Berikut adalah beberapa gejala timbulnya kanker paru. Gejala umumnya adalah tidak nafsu makan dan mengalami susut badan. Sementara gejala khusus yang langsung terkait dengan paru, seperti batuk, banyak dahak, mengalami batuk darah, sesak napas, dan nyeri dada.

Publikasi tersebut juga menyebutkan siapa saja yang berisiko tinggi terkena kanker paru. Mereka adalah laki-laki yang berusia 40 tahun ke atas, perokok aktif dan perokok pasif, dan mereka yang bekerja di lingkungan yang mengandung karsinogen. Karsinogen adalah bahan atau faktor yang dapat menimbulkan kanker.

Untuk itu, kepada mereka disarankan untuk melakukan pemeriksaan dahak secara berkala. Selain itu juga melakukan pemeriksaan foto rontgen dada secara berkala setiap 4-6 bulan sekali. Dengan ini diharapkan dapat ditemukan kanker paru pada stadium dini.

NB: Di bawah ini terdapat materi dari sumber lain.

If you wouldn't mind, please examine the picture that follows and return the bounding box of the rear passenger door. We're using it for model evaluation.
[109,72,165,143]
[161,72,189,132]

Cara terbaik untuk menghindari kanker adalah jangan mulai untuk merokok bagi yang tidak merokok, tapi jika menjadi perokok maka segeralah berhenti, hindari asap rokok orang lain. Bagi perusahaan supaya mematuhi peraturan tentang kesehatan dan keselamatan kerja.

Kanker paru adalah salah satu kanker yang paling sering ditemui pada laki-laki. Kanker lain yang kerap bersarang pada “Kaum Adam” adalah kanker perut dan kanker prostat.